A menu scrolled down: KILLS.

“All right,” Jack whispered. “Let’s fucking
rock….”

 

KILL #1: Let’s Make a Deal

“Ah, I see you’re looking at the Lexus. Sweet ride.”

“Yeah, I guess. Kinda pricey, though.”

“Sticker shock, huh? Well, that’s just a starting point. Actually, I was just coming out here to mark this puppy down. Here—that seem a little more reasonable?”

“Well, yeah—”

“Whoops! Made a mistake. Actually, this should be a seven. Better?”

“Sure.”

“Get in, see how it feels. Check out the stereo. Nice sound, huh? Kleghoffer speakers. CD player, even satellite radio—why listen to all that drivetime crap, right? Pick a station that gives you what you want and listen to that. Right?”

“Sure.”

“Sure, of course. Here, take the keys, start it up. Vortech engine. Sounds good, but it drives like a fish and couldn’t pass a tricycle—ha, ha, just kidding. There’s only one way to see how she performs, and that’s to take her for a spin. C’mon, just around the block.”

“Uh, okay.”

“Great! Just turn left, that’ll take us toward the freeway—may as well open her up, right? Don’t worry, the gas is on us, ha ha. Listen, I can really offer you a great deal on this car. Don’t be fooled by the price, it’s actually a lot cheaper than you think. Our financing department can work with anyone, any situation. They can have you cruising around in this for what you spend on lattes. And a car like this, it’s actually an investment, right? It’s an investment in your image, in your lifestyle. Just hang a right up here.”

“I’m a little lost now.”

“Don’t worry, you’re in good hands—what am I gonna do, kill you? Ha ha. This road’s in terrible condition, which is why I always take people up here. See, with the suspension system this car has, you hardly feel a bump. It’s got Positrack stabilizers, complete BS frame, and Thisisallcrap struts.”

“What?”

“That’s not all.
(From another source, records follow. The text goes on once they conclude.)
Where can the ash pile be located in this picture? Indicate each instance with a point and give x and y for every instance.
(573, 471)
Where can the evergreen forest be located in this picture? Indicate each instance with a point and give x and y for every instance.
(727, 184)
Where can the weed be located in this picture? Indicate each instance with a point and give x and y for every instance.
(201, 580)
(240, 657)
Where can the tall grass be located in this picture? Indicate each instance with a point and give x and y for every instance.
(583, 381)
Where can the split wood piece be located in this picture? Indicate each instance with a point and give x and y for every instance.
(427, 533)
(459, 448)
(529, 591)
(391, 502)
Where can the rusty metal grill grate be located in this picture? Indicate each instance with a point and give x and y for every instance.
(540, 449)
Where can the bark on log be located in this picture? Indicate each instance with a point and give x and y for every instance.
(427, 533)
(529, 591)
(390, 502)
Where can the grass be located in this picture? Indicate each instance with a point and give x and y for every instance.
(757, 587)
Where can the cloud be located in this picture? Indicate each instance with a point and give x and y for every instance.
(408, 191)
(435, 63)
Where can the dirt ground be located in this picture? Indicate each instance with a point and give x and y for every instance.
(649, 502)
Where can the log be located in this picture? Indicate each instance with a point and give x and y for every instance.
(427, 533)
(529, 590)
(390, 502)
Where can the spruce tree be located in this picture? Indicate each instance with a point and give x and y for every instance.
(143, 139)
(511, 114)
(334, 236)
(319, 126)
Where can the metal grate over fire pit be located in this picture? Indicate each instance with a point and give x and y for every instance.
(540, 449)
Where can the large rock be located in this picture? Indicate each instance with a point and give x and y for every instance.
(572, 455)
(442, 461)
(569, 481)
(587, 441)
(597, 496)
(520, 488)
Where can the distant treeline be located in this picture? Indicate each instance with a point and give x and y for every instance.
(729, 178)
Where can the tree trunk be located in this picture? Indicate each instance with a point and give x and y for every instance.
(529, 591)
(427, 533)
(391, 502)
There’s also the whole Ima braking system: Imajerk pads, Imaliar rims, Imawasteofspace axles. All standard, always included.”

“I’m not sure I heard you right—”

“Sorry, didn’t mean to get all technical on you. Occupational hazard with salesmen—it’s how we deal with insecurity, right? We try to impress people with all these facts and figures. Comes off a little intimidating sometimes, I know. I just want to establish my credibility with you—I’m not just some guy in a suit pretending to work at the dealership, right? Ha ha.”